Parliament sought to make major reforms with the national intelligence services post-war. There was an idea to formally link MI-5 and MI-6, as well as GCHQ too, into one combined organisation. This came from failures which MP's regarded as occurring during the war where MI-5 was seen to have arrested the wrong people while MI-6 had its spooks laying dead all across the world. In many quarters, such a move was long overdue and the security agencies had made grave mistakes during the war. However, there wasn't enough support for this with lobbying efforts being made behind the scenes from these organisations and also a feeling too that while they had made some mistakes they had generally done their job: Britain had suffered some but not crippling internal attacks while the nation too had enough warning of the coming war so that it had not been the victim of a surprise attack. Arrangements were made to establish formal working committees between the agencies to strengthen ties while new appointments at the top were made, but there afterwards remained separate organisations.

Reviews were undertaken by politicians into how the military conduct of the war went though those again were limited in their overall efficiently to make the changes some MP's wanted to see. It was the British Armed Forces who themselves conducted studies and enquiries into how the war was fought. There weren't rounds of backslapping and cheers because mistakes had been made yet medals and promotions were given while early retirements organised. Post-war military spending was increased by a government forced to understand that losses had to be made good especially as peace hadn't broken out everywhere yet there was a gradual draw-down of overseas deployment. Many soldiers came home from Germany with TA men not deployed from the UK during the fighting sent there afterwards as well as Gurkha's returning from the Far East. Ships and submarines with the RN came home though others were sent back out again because of national security needs.

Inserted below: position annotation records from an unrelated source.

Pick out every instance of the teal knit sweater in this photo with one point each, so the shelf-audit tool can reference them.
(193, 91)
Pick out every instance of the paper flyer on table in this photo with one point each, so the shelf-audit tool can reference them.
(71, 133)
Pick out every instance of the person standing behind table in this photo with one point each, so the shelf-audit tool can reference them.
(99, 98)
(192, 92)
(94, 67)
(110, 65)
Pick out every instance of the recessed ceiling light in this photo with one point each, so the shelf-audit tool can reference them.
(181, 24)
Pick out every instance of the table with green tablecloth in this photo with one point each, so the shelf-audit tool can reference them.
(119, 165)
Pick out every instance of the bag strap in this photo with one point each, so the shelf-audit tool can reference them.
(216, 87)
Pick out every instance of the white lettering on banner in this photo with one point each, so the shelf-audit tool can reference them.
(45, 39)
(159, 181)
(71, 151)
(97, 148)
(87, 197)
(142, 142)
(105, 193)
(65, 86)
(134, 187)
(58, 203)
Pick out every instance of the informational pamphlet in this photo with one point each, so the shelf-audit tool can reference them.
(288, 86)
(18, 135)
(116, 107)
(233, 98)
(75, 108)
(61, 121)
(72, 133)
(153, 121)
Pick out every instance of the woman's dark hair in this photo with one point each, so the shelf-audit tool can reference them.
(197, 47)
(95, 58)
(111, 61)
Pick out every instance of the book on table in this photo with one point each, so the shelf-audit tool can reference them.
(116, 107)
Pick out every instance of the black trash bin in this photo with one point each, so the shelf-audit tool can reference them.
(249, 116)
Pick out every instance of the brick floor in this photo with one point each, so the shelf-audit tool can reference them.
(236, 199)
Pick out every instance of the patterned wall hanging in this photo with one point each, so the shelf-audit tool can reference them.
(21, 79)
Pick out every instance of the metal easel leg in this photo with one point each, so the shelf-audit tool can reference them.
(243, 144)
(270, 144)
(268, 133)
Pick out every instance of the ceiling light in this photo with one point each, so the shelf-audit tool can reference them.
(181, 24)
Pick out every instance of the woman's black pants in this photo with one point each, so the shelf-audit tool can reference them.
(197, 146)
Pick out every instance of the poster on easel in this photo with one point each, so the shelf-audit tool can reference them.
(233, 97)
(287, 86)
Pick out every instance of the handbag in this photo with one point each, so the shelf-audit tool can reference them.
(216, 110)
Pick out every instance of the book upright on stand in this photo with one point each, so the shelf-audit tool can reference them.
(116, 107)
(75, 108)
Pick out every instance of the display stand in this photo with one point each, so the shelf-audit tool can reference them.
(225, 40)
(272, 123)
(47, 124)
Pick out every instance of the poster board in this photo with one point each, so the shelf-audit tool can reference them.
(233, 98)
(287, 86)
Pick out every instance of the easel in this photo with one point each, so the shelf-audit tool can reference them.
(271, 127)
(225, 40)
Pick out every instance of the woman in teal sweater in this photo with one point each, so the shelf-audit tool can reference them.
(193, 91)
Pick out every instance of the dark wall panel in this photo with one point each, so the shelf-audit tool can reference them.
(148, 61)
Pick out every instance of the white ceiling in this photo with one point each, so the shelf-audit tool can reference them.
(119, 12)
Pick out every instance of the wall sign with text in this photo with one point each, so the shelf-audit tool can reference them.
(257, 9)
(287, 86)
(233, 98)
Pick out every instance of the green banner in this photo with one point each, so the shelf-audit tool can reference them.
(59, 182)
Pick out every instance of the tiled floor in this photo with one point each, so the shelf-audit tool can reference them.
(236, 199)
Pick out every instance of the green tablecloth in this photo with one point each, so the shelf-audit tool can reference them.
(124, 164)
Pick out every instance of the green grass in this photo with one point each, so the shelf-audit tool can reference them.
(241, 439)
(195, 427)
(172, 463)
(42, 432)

Northern Ireland remained an issue that dominated the post-war years in Britain. Court cases relating to the attempts at genocide and ethnic cleansing were few and far between in reaching a successful conclusion due to lack of direct evidence and missing witnesses. More success was gained with military court martials of guilty military personnel who added and abetted in many of the war crimes committed. Away from these legal matters, there was the problems which came with the fact that a total of four hundred thousand residents left their homes across the Province during and immediately after the war… from a pre-war population of one and a half million. These were overwhelming Catholic civilians who either fled to the Irish Republic or towards the city of Derry (Londonderry to Unionists). There was no intention of these people to return home afterwards and the demographic change brought about political complications which went on for many years afterwards.

General Kenny, the British Army officer who commanded the British Army of the Rhine and later the multi-national British Second Army, was one of those who took early retirement after the war though his wasn't forced. His BLACKSMITH operation would later be studied greatly by future young officers as a perfect example of a limited by devastating counter-offensive along with how he had his men carefully advance into Berlin under PINNACLE. He himself though stayed out of the public limelight and spent his final days reflecting not on the victories which had had won that some foolishly accredited to him solely and as equal to the achievements of Wellington but rather the loss of life of the young men under his command during the Third World War.